Trying To Ban Links to Software Is The DMCA Joke That Never Gets Old
I had a good laugh earlier this week when a Digital Millennium Copyright Act takedown notice sent by HBO to Google included not just requests to remove search results pointing to infringing “Game of Thrones” downloads, but also one linking to a downloadable copy of the VLC Media Player.
VLC, if you’re unfamiliar with those three letters, is a helpful, open-source video player that ignores the usual annoyances of commercial DVD releases: region codes that stop you from watching them in some places, skip-proof FBI warnings, unavoidable trailers. I’ve repeatedly recommended it on account of those virtues.
But unless HBO has been doing a lot more work in video software than I knew, VLC doesn’t infringe its copyrights–so, wow, isn’t that company stupid to target it?
By the letter of the law, no. The DMCA bans distributing tools that circumvent copyright holders’ “digital rights management” usage restrictions. And not even 13 years ago, two federal courts held it illegal not just to post an evolutionary ancestor of VLC’s DVD-playback code, but even to link to sites offering that software for download.
The software in question was a Linux package called DeCSS that brought DVD playback to that operating system when commercial DVD licensees had ignored it. Movie studios focused on the fact that DeCSS had to break DVD encryption to do this job and sought to scrub it from the Web.

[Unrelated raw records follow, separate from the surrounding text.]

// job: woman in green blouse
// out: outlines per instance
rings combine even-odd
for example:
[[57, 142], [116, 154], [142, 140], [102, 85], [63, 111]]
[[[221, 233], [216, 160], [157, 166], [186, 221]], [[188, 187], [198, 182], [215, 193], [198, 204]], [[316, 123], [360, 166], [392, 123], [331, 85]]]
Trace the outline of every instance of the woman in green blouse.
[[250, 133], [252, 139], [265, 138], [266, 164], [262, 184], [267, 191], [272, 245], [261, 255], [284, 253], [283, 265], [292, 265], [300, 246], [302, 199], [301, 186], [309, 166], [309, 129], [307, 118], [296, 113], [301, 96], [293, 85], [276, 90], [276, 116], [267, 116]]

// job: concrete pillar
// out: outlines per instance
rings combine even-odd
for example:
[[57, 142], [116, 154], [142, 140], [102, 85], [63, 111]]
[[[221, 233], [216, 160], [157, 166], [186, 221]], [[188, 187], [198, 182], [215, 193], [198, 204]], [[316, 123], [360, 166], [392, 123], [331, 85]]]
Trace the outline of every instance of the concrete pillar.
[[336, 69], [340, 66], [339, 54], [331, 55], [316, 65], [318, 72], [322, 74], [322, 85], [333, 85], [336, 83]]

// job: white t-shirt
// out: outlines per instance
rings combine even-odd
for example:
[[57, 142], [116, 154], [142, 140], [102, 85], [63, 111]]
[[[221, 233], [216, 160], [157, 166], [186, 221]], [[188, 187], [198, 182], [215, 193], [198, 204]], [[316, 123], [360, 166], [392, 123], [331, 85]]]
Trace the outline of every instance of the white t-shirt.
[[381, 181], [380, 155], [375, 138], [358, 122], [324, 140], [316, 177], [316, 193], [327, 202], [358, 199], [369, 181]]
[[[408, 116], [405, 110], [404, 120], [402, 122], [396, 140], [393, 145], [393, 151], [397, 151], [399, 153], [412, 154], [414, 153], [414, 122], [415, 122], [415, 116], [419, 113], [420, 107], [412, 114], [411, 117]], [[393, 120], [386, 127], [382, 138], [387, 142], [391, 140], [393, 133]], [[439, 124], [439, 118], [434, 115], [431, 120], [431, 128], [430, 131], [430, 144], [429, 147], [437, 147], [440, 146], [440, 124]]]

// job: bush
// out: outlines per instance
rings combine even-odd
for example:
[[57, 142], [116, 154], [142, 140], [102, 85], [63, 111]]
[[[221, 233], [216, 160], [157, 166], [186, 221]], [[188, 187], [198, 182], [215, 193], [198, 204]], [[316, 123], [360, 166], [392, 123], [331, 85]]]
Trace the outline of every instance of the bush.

When a group of them took the publishers of the hacker quarterly 2600 to court for this offense, they won. In August of 2000, District Judge Lewis A. Kaplan prohibited 2600’s editors from “knowingly linking […] to any other web site containing DeCSS, or knowingly maintaining any such link, for the purpose of disseminating DeCSS.” A year later, a panel of circuit-court judges upheld the ruling.

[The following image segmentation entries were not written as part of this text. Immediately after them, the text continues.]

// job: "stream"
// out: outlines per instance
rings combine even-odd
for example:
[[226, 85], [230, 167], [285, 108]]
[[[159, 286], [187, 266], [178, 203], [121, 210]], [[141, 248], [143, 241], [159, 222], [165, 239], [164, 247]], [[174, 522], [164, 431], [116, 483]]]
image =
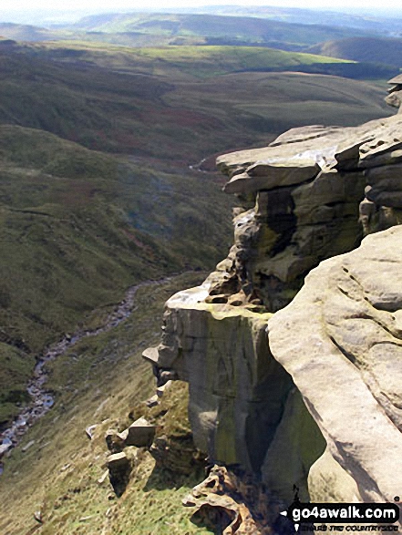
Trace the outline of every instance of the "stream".
[[[157, 281], [145, 281], [131, 286], [127, 291], [124, 299], [107, 317], [103, 325], [93, 330], [78, 330], [73, 334], [66, 334], [61, 340], [45, 350], [36, 360], [33, 377], [26, 387], [26, 391], [31, 396], [30, 403], [22, 408], [13, 424], [0, 433], [0, 458], [20, 442], [21, 437], [29, 429], [30, 426], [50, 410], [55, 403], [51, 392], [46, 389], [46, 382], [47, 381], [46, 365], [64, 355], [83, 338], [97, 336], [101, 333], [110, 331], [126, 320], [134, 310], [135, 296], [139, 288], [161, 284], [170, 280], [171, 277], [165, 277]], [[2, 473], [3, 465], [0, 462], [0, 474]]]

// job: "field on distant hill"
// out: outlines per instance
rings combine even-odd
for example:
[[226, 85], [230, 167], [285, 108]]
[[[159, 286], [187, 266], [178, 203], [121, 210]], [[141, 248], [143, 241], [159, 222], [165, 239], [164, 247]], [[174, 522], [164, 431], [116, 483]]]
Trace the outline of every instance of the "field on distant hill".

That was a breathtakingly foolish decision–as I wrote at the time, the ruling didn’t stop 2600 from posting non-linked Web addresses, nor did it prevent posting the source code of DeCSS in a variety of forms.
Nobody should have been surprised to see the Internet route around this censorship–DeCSS never went offline, nor did the successor code libdvdcss that helps VLC do its job.
And it didn’t take too many years for the media to ignore the ruling and start linking to VLC and other unlicensed DVD-playback programs in stories, even though the same arguments that went against DeCSS could be aimed at VLC.
(VLC’s developers don’t say if the app violates the DMCA’s anti-circumvention clause; a legal-terms page citing the project’s French location simply says “VideoLAN is NOT a US-based organization and is therefore outside US jurisdiction.” A case against it would likely hinge on whether VLC is “primarily designed or produced” to play DVDs or “has only limited commercially significant purpose” besides that. I don’t think that would fly, but I’ve seen much more absurd claims advanced.)
I may have felt like I was going on a limb when I pointed readers to VLC and a DVD-ripping tool called DVD Decrypter in a 2003 piece for the Washington Post on the futility of the movie industry’s anti-ripping battle, but nobody squawked. By 2007, the New York Times was routinely linking to VLC–sometimes with a brief recap of the DeCSS case, sometimes with none–and even to apps that do nothing but rip DVDs, such as Handbrake.
But why should the NYT or my old shop have worried? By five years after the original 2600 verdict, you could find links to VLC at the government’s own sites. See, for instance, this July 2006 paper on digitally enhancing videos to make them more accessible to the visually impaired, published at the National Institutes of Health’s PubMed site.
And a few days before the 11th anniversary of Judge Kaplan’s ruling, even Congress’s own IT department had gotten over any possible hangups with pointing people to VLC–it explicitly recommended that members’ sites link to the program to ensure visitors could watch any video they shared.
No, HBO, I don’t think your attempt to ban a link to VLC, intentional or not, is going to work. But it may make your efforts to quash infringing “Game of Thrones” downloads look easy in comparison.